Teacher-Specific Projectors:
- Function: Capture specialized details from each teacher.
- Mechanism: Independent projectors (Transformer layers) are allocated to each teacher to project the shared encoder's output into individual teacher feature spaces. The impact of projector depth on performance is explored.
- Design Motivation: The feature spaces of heterogeneous teachers differ significantly, requiring projectors with sufficient capacity to bridge the gap.
Balancing Task-Agnostic vs. Task-Specific Teachers:
- Function: Retaining generalizability while acquiring specialized skills.
- Mechanism: DINOv2 acts as a task-agnostic teacher to provide generalization capability, while MASt3R and Multi-HMR serve as task-specific teachers providing specialized capabilities. The distillation loss is weighted by teacher type.
- Design Motivation: Prevent the distillation of specialized teachers from degrading the quality of general representations.

Loss & Training¶

Standard multi-teacher distillation loss: L2 distance is computed between the student features mapped through projectors and the teacher features. Each teacher is activated only on its relevant data.

Key Experimental Results¶

Main Results¶

DUNE (ViT-Base) performance: - 2D tasks (classification/segmentation/depth): Close to the DINOv2 ViT-Large teacher. - 3D reconstruction: Surpasses MASt3R (which uses a larger encoder) in the Map-free Visual Relocalization challenge. - 3D human perception: Near the performance of the Multi-HMR teacher.

Key Findings¶

Heterogeneous data is critical for distilling specialized teachers.
Projector depth is positively correlated with teacher complexity.
Distilling into a smaller student encoder can sometimes outperform larger teachers.

Highlights & Insights¶

Formulates and defines the heterogeneous teacher distillation problem for the first time.
Outperforms MASt3R in relocalization using a ViT-Base encoder, demonstrating the strong potential of knowledge compression.
PCA feature visualization intuitively demonstrates how DUNE merges features from three heterogeneous teachers.

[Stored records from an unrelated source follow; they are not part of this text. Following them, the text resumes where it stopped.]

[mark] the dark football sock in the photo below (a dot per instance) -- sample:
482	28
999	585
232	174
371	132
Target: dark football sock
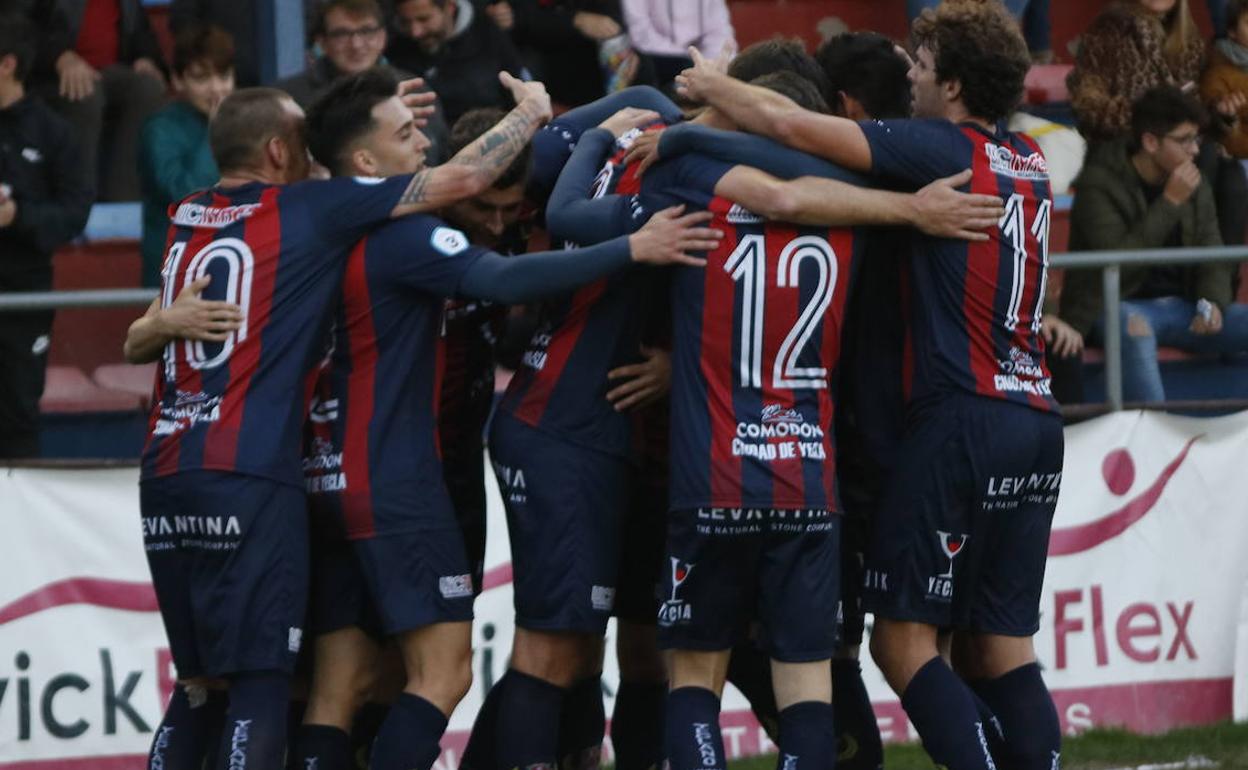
637	725
255	728
190	729
942	710
321	748
693	736
808	738
408	739
858	734
1028	719
479	753
528	723
363	733
749	669
582	725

Limitations & Future Work¶

Currently only validates the combination of three teachers; scaling to more heterogeneous teachers remains to be studied.
Projectors introduce extra parameters and computational overhead.
Downstream tasks still require teacher-specific decoder heads.

Rating¶

Novelty: 8/10 — First to define and study heterogeneous distillation.
Technical Depth: 7/10 — Deep experimental analysis.
Experimental Thoroughness: 8/10 — Extensively validated across multiple tasks.
Writing Quality: 8/10 — Clear problem formulation.